Energie : Berlin coupe dans les subventions aux renouvelables
information fournie par Boursorama avec Media Services 29/07/2026 à 17:57

Selon la ministre allemande de l'Economie, l’État débourse entre 15 et 17 milliards d'euros annuellement pour soutenir les énergies renouvelables.

( AFP / INA FASSBENDER )

Moins subventionner les renouvelables et désengorger le réseau électrique : Berlin a présenté mercredi deux réformes pour rendre sa politique énergétique plus économe et "flexible", saluées par l'industrie mais décriées par le secteur des énergies vertes et les ONG.

Lors d'une conférence de presse, la ministre de l'Economie Katherina Reiche a déclaré vouloir "responsabiliser davantage les énergies renouvelables", qui, à l'aide de subventions publiques, ont connu une expansion qu'elle juge incontrôlée ces dernières années.

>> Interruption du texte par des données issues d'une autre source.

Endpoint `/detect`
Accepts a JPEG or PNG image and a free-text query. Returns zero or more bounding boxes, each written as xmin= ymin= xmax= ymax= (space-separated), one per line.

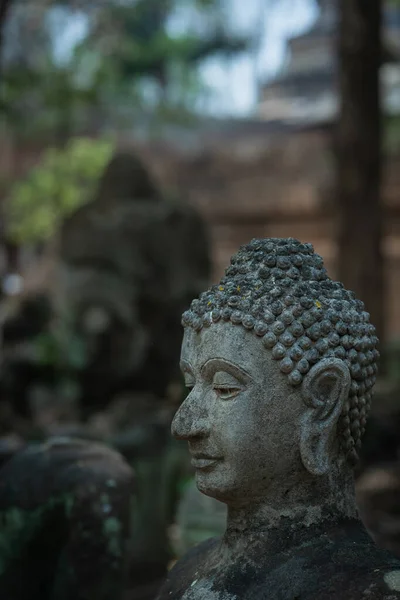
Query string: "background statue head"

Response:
xmin=173 ymin=239 xmax=379 ymax=506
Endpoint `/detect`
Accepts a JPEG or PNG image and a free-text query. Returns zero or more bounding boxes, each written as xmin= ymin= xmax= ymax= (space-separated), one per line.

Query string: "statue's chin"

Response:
xmin=196 ymin=472 xmax=240 ymax=504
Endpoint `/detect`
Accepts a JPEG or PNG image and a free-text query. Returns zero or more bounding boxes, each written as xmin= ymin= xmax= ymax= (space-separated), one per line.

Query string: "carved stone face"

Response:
xmin=172 ymin=323 xmax=305 ymax=504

"La transition énergétique, telle qu’elle a été menée jusqu’à présent, n’est pas efficiente en termes de coûts", a déclaré la ministre conservatrice.

L’État débourse entre 15 et 17 milliards d'euros annuellement pour soutenir les énergies renouvelables, des coûts en "forte hausse" selon elle.

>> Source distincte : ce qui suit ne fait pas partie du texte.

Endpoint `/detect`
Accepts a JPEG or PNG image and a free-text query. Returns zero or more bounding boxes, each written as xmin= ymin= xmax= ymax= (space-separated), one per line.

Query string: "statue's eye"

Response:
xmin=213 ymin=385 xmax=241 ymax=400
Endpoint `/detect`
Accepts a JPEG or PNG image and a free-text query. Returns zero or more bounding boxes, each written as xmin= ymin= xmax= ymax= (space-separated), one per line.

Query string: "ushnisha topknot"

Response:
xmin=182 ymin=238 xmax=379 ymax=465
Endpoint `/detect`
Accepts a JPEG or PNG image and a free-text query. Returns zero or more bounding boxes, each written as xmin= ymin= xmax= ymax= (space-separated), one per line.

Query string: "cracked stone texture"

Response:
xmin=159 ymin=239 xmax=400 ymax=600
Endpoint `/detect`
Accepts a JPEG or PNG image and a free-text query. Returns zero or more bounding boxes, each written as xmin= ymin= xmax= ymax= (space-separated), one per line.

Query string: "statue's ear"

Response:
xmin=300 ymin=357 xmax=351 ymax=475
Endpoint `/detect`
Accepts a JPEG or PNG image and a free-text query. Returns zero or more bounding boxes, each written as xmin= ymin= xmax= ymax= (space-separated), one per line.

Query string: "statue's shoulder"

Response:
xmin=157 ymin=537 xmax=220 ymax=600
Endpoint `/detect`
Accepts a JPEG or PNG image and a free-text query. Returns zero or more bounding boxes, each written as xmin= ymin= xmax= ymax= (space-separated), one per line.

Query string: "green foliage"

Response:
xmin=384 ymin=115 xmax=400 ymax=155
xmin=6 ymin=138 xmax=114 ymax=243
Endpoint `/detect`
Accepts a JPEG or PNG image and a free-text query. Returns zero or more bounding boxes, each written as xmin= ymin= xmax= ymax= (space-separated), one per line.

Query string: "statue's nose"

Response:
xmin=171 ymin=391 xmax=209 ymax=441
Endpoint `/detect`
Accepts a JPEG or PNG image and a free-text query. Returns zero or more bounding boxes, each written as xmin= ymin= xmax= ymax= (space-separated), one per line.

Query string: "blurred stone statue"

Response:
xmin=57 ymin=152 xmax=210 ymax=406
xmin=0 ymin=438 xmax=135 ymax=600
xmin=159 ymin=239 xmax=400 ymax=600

Mme Reiche a ciblé les exploitants d'installations solaires et d'éoliennes, qui jusqu'à présent reçoivent une subvention garantie quand ils injectent de l'électricité dans le réseau.

"Les coûts sont actuellement supportés par la collectivité, que l’électricité soit nécessaire ou non", appuie-t-elle.

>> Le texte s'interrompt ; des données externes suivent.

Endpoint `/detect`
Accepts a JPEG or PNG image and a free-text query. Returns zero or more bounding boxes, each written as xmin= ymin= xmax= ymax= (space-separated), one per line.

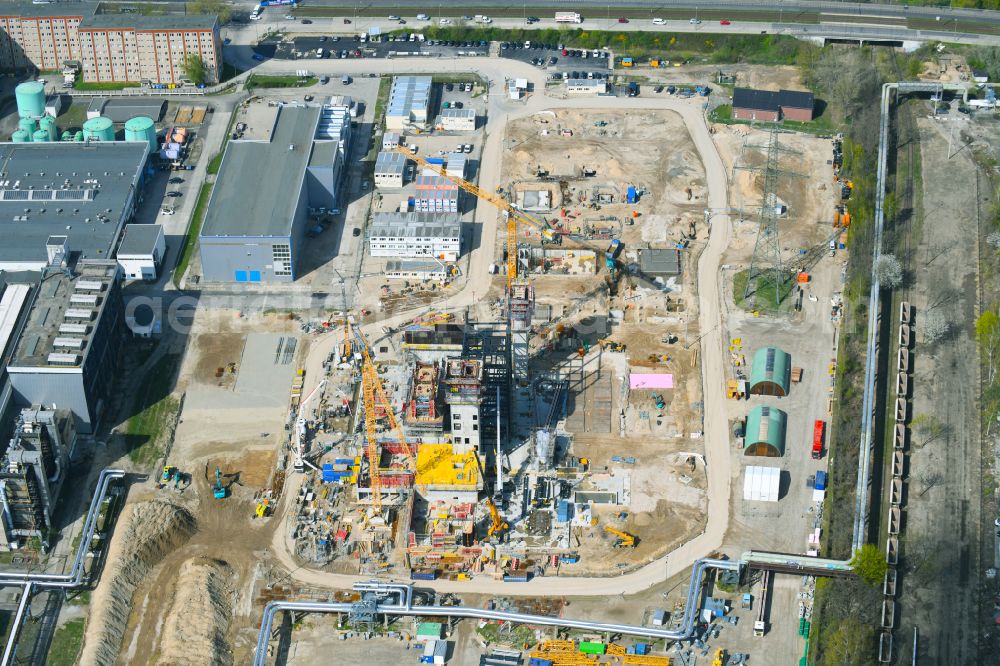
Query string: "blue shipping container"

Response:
xmin=410 ymin=571 xmax=437 ymax=580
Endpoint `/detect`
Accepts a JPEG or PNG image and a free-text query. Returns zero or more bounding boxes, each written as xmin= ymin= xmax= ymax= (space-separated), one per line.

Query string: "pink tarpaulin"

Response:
xmin=628 ymin=373 xmax=674 ymax=389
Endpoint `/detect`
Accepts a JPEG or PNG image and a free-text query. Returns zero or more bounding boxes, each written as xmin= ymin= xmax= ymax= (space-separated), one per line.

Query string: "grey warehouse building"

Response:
xmin=200 ymin=105 xmax=350 ymax=283
xmin=7 ymin=261 xmax=126 ymax=434
xmin=0 ymin=141 xmax=149 ymax=271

Désormais, la subvention sera supprimée et les nouvelles installations devront vendre leur électricité directement sur le marché afin de mieux s’adapter à la demande.

Des aides pour les projets liés à l’hydrogène seront aussi supprimées.

Par ailleurs, dans une autre réforme, Katherina Reiche souhaite synchroniser le développement des installations renouvelables au réseau de transport de l'électricité, en quête de modernisation.

La ministre veut ainsi créer des zones "à capacité limitée", où la construction de nouvelles installations renouvelables seront financièrement moins encouragées.

Car les coûts du "redispatching" - pour transporter l'énergie majoritairement produite dans le Nord vers le Sud - sont aussi en hausse selon elle.

Les annonces du jour constituent un tournant par rapport à la politique menée par son prédécesseur écologiste Robert Habeck, en poste de 2021 à 2025.

Dans un communiqué, la fédération de l'industrie allemande (BDI) a salué "des impulsions importantes et depuis longtemps nécessaires en faveur d’un système énergétique efficace et compétitif".

A l'inverse, la fédération allemande des énergies renouvelables (BEE) s'inquiète d'une possible baisse de deux tiers de la demande pour les petites installations photovoltaïques.

En parallèle, face aux problèmes d'intermittence des énergies renouvelables, Katherina Reiche souhaite stimuler la production et les importations de gaz en Allemagne.

Des partis de gauche et ONG dénoncent un conflit d'intérêt, Mme Reiche ayant dirigé une filiale du fournisseur d'énergie E.ON active dans le gaz.

Elle a néanmoins répété mercredi son attachement à l'objectif de produire 80% de l’électricité du pays à partir d’énergies renouvelables d’ici 2030.